Study Examines Opioid Prescribing for Veterans with Chronic Non-Cancer Pain
Chronic non-cancer pain may occur in up to half of patients treated in primary care settings, including Veterans. Opioids are among the most commonly utilized prescription medications for the treatment of chronic pain, and in the past few decades, the use of opioids for chronic pain has increased dramatically. This retrospective study sought to describe patterns of prescription opioid initiation, identify correlates of opioid initiation, and examine correlates of receipt of chronic opioid therapy (COT) among Veterans with persistent non-cancer pain. Using VA data, investigators identified 5,961 Veterans who received VA healthcare in the Pacific Northwest during calendar year 2008, and who had persistent elevated pain intensity scores but had not been prescribed opioids in the prior 12 months. Veterans who were subsequently prescribed opioids during the 12-month study period were classified into two groups: patients prescribed opioid medications on a short-term basis (<90 days; n=1,797), and patients prescribed opioid medications for 90 or more consecutive days (COT; n=273). Investigators also examined patient demographics, as well as psychiatric and substance use disorders. Veterans prescribed COT were then compared to Veterans who were prescribed opioids for fewer than 90 days (short-term use) and to Veterans who did not receive opioid prescriptions during the study period.

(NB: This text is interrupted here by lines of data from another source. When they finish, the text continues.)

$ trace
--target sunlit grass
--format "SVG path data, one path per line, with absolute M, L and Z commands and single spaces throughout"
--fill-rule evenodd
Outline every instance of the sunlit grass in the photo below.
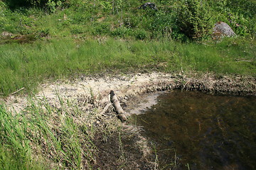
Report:
M 201 72 L 255 76 L 255 42 L 220 44 L 70 39 L 0 46 L 0 93 L 36 88 L 46 79 L 80 74 Z

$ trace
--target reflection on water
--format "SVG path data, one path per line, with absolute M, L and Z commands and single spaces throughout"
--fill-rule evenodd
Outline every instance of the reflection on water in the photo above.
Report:
M 256 97 L 174 91 L 136 116 L 159 163 L 176 169 L 256 169 Z

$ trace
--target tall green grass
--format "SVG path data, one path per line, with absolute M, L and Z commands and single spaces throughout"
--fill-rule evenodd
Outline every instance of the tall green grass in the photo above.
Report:
M 0 94 L 36 88 L 44 80 L 80 74 L 161 71 L 255 76 L 255 42 L 213 45 L 174 41 L 65 38 L 0 46 Z
M 90 169 L 97 149 L 80 120 L 87 115 L 60 99 L 60 108 L 31 99 L 19 113 L 0 106 L 0 169 Z

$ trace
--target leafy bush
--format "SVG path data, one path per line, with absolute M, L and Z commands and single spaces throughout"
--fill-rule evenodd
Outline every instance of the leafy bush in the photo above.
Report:
M 136 31 L 136 35 L 135 38 L 137 40 L 145 40 L 146 38 L 148 38 L 148 34 L 146 30 L 137 30 Z
M 182 0 L 178 7 L 177 26 L 190 39 L 201 39 L 212 25 L 210 8 L 203 1 Z

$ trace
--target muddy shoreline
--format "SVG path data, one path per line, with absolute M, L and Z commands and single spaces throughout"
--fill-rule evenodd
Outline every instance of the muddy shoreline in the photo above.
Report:
M 157 96 L 157 94 L 154 96 L 154 92 L 176 89 L 212 94 L 256 96 L 256 79 L 159 72 L 80 76 L 75 80 L 43 84 L 39 92 L 30 99 L 28 96 L 14 95 L 3 102 L 9 110 L 19 113 L 31 99 L 46 99 L 57 109 L 61 109 L 60 97 L 64 101 L 68 100 L 83 113 L 77 122 L 96 129 L 94 142 L 98 152 L 93 163 L 94 169 L 114 169 L 123 166 L 123 169 L 157 169 L 156 156 L 150 142 L 140 134 L 142 129 L 131 125 L 129 119 L 127 123 L 122 123 L 112 107 L 102 110 L 110 102 L 111 90 L 118 96 L 129 116 L 131 112 L 134 113 L 133 110 L 143 110 L 154 104 L 154 98 Z M 153 96 L 147 98 L 149 94 Z M 149 104 L 143 106 L 147 103 Z M 107 137 L 102 132 L 107 132 Z

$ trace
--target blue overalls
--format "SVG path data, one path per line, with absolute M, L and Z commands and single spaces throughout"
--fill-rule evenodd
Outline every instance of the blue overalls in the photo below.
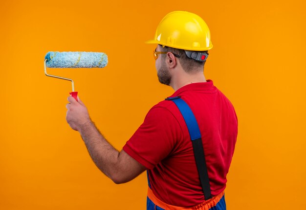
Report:
M 188 105 L 180 98 L 180 96 L 169 97 L 166 98 L 166 100 L 172 100 L 175 104 L 182 114 L 188 129 L 205 201 L 202 204 L 191 207 L 176 207 L 166 204 L 158 199 L 153 193 L 151 190 L 149 173 L 147 172 L 149 188 L 147 198 L 147 210 L 226 210 L 226 205 L 224 191 L 212 198 L 201 133 L 193 113 Z

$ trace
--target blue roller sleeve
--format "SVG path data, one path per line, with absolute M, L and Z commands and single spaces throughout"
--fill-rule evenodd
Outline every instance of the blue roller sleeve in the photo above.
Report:
M 104 53 L 49 52 L 45 57 L 49 68 L 103 68 L 108 64 Z

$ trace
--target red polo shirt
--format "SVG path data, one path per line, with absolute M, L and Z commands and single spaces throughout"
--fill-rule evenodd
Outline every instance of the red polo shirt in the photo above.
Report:
M 235 110 L 212 80 L 186 85 L 170 97 L 178 95 L 197 121 L 212 195 L 217 195 L 225 188 L 236 142 Z M 123 150 L 148 169 L 152 191 L 162 201 L 190 207 L 205 200 L 188 130 L 173 101 L 154 106 Z

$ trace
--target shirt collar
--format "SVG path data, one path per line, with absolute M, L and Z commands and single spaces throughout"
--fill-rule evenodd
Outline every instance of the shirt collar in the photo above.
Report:
M 206 82 L 196 82 L 188 84 L 178 89 L 170 97 L 175 97 L 179 95 L 182 92 L 186 91 L 203 91 L 212 90 L 216 89 L 213 80 L 207 79 Z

- The initiation of opioid drug therapy is common among Veterans with persistent pain, but most Veterans are not prescribed opioids long-term. During the study year, 35% of Veterans in the sample received an opioid prescription: 30% were prescribed opioids on a short-term basis (<90 days), and 5% received chronic opioid therapy (>90 days).
- Clinical factors associated with initiating COT include increased pain intensity, nicotine dependence, substance use disorders, and major depression diagnoses.
- Nearly one-quarter of Veterans prescribed COT also received prescriptions for benzodiazepine medications, which is a concern given that overdose deaths have been linked to the use of multiple sedating medications.
- Two-thirds of opioid prescriptions resulting in COT were initiated by primary care clinicians. The authors suggest that this supports the development of guidelines geared toward primary care practice. It also supports the provision of interventions and structures in primary care that facilitate proactive planning around opioid use and its monitoring.
- This study relied on the validity and accuracy of administrative data. Further, investigators were not able to evaluate patient adherence to prescribed medications.
- Investigators did not assess the use of non-pharmacological treatments for pain, which may have been associated with opioid prescribing patterns and have clinical implications.
This study was partly supported by HSR&D. Drs. Dobscha and Duckart are part of HSR&D's Center for the Study of Chronic, Comorbid Mental and Physical Disorders, Portland, OR.
Dobscha S, Morasco B, Duckart J, et al. Correlates of Prescription Opioid Initiation and Long-Term Opioid Use in Veterans with Persistent Pain. The Clinical Journal of Pain February 2013;29(2):102-108.